Parece ser despiciendo qualquer juízo de valor sobre essa declaração; ela diz tudo que é necessário entender sobre terceirização.
Para corroborar a assertiva de desapreço do STF pelos direitos fundamentais sociais, vale trazer, aqui, alguns fundamentos do voto vencedor do ministro Gilmar Mendes, proferido na ADI 3975, que visava a declaração de inconstitucionalidade da Lei N. 13429/2017, que rompe todos os limites e barreiras para a terceirização total.
Ei-los:
“[…] Para admitirmos que os ares socioeconômicos são completamente diversos daqueles em que se assentaram as bases principiológicas do Direito do Trabalho, basta observar que a maior empresa de transportes do mundo não tem um carro sequer, e a maior empresa de hospedagem do mundo também não dispõe de um único apartamento. Refiro-me aos paradigmáticos Uber e Air B&B, ambos fundados em economia colaborativa e na descentralização da atividade econômica entre diversos agentes mercadológicos.
[…]
A terceirização é justamente um consectário desse modelo descentralizado, externalizado.

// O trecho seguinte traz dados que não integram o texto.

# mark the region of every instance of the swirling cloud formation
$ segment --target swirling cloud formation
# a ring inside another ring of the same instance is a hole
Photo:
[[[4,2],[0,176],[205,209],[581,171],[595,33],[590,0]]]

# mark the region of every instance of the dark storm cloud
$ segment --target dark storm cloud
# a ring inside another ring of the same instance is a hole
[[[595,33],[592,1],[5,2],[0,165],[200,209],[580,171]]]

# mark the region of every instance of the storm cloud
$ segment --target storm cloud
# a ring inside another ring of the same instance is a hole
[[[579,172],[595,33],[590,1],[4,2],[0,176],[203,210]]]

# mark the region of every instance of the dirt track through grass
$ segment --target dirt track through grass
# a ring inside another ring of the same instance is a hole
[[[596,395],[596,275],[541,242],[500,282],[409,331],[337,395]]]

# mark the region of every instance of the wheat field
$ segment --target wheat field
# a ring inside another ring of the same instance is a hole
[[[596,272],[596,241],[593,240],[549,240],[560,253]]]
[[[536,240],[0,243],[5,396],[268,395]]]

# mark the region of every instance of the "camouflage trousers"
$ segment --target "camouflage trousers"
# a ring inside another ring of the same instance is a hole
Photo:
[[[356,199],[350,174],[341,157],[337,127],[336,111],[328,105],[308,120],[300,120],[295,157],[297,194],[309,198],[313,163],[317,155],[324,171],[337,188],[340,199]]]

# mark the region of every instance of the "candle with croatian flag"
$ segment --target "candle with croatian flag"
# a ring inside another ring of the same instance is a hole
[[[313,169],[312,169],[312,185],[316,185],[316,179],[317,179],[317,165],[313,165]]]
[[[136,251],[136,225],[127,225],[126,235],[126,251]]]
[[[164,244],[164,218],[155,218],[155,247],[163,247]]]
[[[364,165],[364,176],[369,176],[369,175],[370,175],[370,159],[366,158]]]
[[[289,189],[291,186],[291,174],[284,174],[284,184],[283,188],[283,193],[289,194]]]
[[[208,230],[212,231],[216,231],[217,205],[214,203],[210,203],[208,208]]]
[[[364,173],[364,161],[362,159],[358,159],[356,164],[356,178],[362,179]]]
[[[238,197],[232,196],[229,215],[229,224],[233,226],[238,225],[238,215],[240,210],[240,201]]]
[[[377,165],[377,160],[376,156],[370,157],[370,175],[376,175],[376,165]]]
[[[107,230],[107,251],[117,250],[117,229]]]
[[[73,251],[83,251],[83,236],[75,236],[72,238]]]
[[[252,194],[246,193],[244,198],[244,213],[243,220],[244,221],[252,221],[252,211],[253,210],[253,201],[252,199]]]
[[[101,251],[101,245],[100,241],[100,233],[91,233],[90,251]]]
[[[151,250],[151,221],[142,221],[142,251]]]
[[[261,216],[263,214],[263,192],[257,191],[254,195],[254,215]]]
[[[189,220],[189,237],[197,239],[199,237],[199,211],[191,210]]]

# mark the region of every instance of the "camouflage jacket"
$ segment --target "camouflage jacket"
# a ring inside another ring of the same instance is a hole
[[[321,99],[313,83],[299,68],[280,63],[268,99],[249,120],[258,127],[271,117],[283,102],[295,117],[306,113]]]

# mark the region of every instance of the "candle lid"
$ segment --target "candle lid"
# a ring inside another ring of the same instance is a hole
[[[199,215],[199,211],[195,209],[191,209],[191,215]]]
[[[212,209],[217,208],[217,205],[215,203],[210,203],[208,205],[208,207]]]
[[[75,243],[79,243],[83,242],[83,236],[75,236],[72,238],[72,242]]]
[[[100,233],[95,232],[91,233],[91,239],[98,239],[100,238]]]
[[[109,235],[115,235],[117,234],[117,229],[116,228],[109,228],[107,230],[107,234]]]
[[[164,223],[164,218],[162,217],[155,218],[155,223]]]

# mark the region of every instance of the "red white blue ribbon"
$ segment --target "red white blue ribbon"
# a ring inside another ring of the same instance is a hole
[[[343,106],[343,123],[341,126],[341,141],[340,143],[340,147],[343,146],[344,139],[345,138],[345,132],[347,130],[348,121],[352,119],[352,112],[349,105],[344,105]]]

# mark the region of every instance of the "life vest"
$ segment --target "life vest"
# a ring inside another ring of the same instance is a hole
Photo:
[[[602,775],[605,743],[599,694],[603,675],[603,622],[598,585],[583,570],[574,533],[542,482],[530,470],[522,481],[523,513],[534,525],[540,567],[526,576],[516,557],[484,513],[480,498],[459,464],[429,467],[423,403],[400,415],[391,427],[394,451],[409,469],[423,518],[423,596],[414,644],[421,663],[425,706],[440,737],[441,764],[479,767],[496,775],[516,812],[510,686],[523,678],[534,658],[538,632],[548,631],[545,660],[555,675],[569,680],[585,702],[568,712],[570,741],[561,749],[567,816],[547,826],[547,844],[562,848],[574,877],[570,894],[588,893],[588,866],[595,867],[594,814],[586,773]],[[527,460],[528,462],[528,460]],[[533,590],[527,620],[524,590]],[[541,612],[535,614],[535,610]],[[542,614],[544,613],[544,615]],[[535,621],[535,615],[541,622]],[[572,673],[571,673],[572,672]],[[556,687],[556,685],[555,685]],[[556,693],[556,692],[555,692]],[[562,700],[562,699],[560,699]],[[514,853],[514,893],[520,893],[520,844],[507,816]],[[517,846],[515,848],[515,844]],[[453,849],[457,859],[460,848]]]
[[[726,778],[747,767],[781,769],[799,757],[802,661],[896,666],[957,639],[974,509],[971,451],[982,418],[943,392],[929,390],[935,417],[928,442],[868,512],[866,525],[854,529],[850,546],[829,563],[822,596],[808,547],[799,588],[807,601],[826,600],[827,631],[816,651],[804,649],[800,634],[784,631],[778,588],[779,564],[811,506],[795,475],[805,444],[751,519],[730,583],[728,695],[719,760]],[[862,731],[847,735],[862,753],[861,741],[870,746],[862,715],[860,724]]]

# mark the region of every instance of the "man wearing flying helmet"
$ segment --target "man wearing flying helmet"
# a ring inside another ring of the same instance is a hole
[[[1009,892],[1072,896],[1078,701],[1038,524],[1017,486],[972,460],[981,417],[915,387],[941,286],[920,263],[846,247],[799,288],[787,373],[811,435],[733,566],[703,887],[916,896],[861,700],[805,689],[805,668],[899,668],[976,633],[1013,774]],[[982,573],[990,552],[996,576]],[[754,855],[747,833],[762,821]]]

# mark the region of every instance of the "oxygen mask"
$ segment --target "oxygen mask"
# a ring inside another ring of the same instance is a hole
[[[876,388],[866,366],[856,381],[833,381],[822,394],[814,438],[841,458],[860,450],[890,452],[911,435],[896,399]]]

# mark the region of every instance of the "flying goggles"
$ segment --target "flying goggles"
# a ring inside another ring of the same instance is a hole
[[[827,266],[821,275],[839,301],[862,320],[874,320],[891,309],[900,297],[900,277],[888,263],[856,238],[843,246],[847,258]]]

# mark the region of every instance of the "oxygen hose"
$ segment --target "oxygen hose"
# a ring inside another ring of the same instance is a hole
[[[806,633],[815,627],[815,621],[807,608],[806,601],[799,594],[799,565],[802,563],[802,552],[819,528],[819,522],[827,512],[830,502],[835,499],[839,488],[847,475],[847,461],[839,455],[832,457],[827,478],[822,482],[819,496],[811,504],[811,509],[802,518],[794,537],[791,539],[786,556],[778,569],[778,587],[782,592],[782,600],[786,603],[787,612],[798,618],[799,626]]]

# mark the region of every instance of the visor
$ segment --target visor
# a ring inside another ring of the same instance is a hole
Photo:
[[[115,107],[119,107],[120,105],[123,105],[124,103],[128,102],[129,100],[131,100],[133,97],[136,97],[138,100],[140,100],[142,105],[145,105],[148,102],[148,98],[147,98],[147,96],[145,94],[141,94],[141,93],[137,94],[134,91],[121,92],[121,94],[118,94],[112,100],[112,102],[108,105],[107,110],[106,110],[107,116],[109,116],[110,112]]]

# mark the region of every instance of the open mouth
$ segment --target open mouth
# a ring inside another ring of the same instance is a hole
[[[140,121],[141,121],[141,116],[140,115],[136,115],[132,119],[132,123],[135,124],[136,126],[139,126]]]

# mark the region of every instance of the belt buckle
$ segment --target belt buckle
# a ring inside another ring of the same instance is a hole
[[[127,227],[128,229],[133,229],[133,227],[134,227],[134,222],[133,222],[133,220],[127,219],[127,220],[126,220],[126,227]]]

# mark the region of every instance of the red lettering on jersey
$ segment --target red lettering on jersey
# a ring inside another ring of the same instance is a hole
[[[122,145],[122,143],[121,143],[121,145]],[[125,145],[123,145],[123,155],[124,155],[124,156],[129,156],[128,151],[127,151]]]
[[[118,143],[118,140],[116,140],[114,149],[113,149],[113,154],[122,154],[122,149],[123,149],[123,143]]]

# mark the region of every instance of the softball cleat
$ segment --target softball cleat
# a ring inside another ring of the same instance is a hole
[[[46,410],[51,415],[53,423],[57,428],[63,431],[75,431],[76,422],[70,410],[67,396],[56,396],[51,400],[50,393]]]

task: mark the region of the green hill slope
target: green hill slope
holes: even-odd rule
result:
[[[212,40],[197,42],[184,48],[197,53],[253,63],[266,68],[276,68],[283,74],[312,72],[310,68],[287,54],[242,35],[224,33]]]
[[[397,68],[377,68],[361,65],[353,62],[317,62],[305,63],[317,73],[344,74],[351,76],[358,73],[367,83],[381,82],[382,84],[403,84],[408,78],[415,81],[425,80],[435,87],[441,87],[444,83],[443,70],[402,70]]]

E, se as bases socioeconômicas são outras, é inevitável que tenhamos que conformar a disciplina em torno delas”.
[…]
4 Paternalismo e a necessária refundação do Direito e da Justiça do Trabalho.
Nelson Rodrigues já dizia que ‘subdesenvolvimento não se improvisa; é fruto de séculos’. Os dilemas que hoje o mercado nos impõe, e que exige que reflitamos a respeito do nosso modelo de direitos sociais, nomeadamente os trabalhistas, são fruto de uma cultura paternalista que se desenvolveu há décadas. O Direito do Trabalho brasileiro baseia-se em uma premissa de contraposição entre empregador e.. empregado; na prática, uma perspectiva marxista de luta entre classes […]”.
Será que há necessidade de se dizer algo sobre essa veemente tese? Parece que não!
Decisões antissindicais
No tocante à ADI 5.794, igualmente referenciada na discutida matéria do Portal do STF, a Corte não só “validou o fim da contribuição sindical compulsória e a determinação de autorização expressa do trabalhador para a efetivação do desconto”, bem como, a partir dela, transformou a organização sindical brasileira em algo disforme, injusto e inviabilizador de sua própria existência independente e capaz de cumprir seus deveres constitucionais, determinados pelo Art. 8º, III, da CF:
“III – ao sindicato cabe a defesa dos direitos e interesses coletivos ou individuais da categoria, inclusive em questões judiciais ou administrativas”.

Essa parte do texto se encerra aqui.